Explain the typical stages of process validation in CBM T6.

The typical process validation pathway in CBM T6 follows a four-stage lifecycle that moves from designing the process to proving it can operate under control and then ensuring it remains in control over time. First, Process Design involves outlining how the process should perform to meet quality and safety requirements, identifying the critical quality attributes and critical process parameters, and establishing the intended performance and design space. This stage sets the foundation for what the process must achieve and how it will be controlled. Second, Process Qualification ensures the equipment, utilities, and the process can operate correctly under the planned conditions.
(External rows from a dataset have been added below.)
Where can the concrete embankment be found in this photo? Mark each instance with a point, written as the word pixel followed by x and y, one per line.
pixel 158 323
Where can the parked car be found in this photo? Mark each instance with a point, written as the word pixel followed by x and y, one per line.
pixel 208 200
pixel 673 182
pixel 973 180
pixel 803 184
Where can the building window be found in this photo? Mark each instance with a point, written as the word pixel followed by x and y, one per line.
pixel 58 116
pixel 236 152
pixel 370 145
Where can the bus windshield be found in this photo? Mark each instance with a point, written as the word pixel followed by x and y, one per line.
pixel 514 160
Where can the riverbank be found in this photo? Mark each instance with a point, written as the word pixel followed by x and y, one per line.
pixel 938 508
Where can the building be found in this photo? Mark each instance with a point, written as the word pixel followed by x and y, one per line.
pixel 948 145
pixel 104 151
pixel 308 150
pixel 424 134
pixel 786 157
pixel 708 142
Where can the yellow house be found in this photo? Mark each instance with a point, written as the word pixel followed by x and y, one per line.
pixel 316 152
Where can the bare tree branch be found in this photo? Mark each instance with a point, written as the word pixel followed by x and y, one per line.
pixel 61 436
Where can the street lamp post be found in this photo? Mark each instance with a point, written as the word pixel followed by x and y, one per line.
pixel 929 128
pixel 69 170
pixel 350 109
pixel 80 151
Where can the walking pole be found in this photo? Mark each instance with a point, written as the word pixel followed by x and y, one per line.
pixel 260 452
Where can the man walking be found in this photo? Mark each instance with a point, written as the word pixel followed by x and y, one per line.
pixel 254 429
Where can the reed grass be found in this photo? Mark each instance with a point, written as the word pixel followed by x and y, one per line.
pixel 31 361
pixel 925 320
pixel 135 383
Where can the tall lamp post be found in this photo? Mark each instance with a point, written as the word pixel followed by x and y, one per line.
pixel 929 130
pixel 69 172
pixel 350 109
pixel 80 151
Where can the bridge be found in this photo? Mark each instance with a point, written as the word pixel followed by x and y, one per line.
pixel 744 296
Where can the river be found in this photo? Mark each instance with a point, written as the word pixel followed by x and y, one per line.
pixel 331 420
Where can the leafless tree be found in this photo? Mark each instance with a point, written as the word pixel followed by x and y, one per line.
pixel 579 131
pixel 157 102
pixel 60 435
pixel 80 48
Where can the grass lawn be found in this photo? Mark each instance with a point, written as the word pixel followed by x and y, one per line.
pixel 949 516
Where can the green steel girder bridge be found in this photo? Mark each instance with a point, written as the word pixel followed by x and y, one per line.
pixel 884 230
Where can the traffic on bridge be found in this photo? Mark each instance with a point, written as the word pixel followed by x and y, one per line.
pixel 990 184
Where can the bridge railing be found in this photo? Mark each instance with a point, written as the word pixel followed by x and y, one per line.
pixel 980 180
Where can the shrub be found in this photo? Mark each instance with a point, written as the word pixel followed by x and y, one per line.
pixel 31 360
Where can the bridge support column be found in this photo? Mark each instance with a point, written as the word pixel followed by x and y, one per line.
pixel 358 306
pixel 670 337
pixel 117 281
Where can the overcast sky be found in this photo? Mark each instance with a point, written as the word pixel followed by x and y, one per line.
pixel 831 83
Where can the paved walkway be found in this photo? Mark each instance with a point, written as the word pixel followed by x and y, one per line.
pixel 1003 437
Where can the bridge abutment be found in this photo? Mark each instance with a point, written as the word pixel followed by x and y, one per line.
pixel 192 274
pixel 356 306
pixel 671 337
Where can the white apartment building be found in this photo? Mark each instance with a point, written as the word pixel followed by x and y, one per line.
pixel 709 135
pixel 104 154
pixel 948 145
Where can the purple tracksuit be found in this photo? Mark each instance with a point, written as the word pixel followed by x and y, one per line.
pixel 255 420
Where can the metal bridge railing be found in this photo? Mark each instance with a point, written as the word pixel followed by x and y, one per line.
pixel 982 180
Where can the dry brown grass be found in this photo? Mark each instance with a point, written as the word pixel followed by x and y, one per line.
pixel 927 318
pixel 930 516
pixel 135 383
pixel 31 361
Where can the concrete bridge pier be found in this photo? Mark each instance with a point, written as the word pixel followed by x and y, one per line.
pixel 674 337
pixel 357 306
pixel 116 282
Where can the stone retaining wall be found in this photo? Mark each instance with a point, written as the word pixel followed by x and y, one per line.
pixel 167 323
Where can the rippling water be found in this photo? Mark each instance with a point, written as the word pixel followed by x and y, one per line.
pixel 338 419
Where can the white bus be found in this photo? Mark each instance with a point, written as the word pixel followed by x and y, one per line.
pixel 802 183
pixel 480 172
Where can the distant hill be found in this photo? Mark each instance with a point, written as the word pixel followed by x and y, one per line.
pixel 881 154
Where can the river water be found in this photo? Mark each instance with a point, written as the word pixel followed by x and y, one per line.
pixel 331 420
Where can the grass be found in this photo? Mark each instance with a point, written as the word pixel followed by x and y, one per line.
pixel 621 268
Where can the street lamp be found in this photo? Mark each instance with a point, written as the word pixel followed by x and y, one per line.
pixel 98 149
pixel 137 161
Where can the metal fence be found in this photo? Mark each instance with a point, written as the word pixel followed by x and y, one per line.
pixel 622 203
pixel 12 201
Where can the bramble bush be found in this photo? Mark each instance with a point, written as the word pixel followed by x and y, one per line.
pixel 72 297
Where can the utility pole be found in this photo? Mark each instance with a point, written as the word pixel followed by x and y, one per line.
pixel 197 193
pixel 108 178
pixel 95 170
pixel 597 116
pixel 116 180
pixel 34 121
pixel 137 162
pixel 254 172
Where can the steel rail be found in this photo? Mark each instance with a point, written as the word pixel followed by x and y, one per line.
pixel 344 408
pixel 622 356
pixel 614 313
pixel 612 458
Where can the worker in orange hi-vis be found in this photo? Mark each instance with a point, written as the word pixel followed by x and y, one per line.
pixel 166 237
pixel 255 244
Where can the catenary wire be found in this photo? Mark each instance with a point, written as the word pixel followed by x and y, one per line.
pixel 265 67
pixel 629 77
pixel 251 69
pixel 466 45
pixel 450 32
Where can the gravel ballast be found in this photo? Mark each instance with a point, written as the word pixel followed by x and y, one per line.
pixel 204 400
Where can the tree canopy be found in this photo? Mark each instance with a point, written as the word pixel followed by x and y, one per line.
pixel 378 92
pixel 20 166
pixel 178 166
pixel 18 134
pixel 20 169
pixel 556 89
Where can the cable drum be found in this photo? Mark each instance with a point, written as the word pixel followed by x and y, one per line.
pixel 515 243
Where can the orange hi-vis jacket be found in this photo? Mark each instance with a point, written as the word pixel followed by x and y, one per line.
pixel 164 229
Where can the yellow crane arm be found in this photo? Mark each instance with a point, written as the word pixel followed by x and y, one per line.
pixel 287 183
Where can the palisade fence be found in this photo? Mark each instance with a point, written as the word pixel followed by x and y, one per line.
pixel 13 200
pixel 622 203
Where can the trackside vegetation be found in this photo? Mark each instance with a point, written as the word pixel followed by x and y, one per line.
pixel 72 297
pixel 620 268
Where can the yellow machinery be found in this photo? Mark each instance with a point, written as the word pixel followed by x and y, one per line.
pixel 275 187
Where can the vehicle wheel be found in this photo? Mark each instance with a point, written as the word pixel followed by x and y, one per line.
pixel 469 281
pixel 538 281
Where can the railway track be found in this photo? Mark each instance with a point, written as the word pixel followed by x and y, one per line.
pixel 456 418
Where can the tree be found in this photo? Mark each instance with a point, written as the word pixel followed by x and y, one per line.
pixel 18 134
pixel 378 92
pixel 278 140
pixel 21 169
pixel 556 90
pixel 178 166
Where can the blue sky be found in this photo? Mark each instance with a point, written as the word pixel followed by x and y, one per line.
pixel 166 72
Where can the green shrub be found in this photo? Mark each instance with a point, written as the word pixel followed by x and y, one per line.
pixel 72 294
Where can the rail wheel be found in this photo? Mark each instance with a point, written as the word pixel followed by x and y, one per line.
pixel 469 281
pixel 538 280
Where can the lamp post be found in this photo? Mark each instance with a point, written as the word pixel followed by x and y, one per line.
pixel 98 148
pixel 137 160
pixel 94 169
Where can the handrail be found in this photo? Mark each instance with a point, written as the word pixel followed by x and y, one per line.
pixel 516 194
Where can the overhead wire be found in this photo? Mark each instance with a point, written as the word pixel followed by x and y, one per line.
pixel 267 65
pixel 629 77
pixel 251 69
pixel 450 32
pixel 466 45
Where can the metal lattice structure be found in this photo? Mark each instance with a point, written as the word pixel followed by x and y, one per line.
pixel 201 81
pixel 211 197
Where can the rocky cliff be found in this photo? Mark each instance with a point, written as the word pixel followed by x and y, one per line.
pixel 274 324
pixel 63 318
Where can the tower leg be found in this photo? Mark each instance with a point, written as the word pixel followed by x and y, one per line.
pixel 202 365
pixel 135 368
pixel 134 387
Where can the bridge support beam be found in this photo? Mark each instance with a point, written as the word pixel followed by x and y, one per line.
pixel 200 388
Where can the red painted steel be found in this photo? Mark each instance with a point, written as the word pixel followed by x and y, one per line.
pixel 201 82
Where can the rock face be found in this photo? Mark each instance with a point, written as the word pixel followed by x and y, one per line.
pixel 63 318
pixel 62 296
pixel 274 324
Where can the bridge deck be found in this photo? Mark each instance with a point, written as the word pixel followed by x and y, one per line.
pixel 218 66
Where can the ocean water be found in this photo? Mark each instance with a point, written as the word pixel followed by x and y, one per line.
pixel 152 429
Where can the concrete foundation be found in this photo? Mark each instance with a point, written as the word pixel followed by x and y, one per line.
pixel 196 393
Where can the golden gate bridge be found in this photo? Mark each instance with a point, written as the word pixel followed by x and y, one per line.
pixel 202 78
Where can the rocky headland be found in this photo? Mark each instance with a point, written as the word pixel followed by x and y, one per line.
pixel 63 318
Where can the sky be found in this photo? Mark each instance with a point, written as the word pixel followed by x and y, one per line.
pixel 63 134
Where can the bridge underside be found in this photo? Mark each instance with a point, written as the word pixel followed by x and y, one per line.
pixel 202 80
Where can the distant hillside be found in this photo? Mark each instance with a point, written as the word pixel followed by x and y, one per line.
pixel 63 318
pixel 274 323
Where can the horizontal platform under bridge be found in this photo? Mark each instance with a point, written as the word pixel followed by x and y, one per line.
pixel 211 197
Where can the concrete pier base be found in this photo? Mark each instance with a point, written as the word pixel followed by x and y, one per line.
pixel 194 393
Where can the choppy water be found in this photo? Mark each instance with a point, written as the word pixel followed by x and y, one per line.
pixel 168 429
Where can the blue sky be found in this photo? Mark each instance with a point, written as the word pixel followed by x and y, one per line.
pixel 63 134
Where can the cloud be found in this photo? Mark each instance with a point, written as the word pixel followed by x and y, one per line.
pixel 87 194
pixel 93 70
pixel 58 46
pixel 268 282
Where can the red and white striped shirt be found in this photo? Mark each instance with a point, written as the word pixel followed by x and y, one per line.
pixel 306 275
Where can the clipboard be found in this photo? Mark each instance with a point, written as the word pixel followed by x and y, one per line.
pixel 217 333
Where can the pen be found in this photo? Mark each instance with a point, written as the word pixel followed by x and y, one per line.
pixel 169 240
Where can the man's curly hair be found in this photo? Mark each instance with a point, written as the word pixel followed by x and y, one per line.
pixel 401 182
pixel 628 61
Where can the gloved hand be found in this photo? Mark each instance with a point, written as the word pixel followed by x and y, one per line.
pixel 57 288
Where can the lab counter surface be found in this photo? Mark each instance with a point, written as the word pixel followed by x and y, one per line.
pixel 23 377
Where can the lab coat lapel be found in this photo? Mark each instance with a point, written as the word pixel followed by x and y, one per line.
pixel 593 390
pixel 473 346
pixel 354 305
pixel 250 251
This includes verifying that the manufacturing setup can consistently support the design, often through installation, operational, and performance qualifications to show the system is capable. Third, Process Validation provides evidence that the process, when run under normal, intended conditions, consistently yields products that meet specifications. This typically involves producing a defined set of consecutive batches and showing reproducibility and stability within the established criteria. Fourth, Continued Verification (also called ongoing process verification) continuously monitors the process in commercial production, collecting data, trending performance, and verifying that control is maintained over time. This stage allows updates to the control strategy if needed to keep quality consistent. Other options miss essential elements of this lifecycle or include steps not part of the validation process, such as decommission or stages that reflect general project management rather than the validation workflow.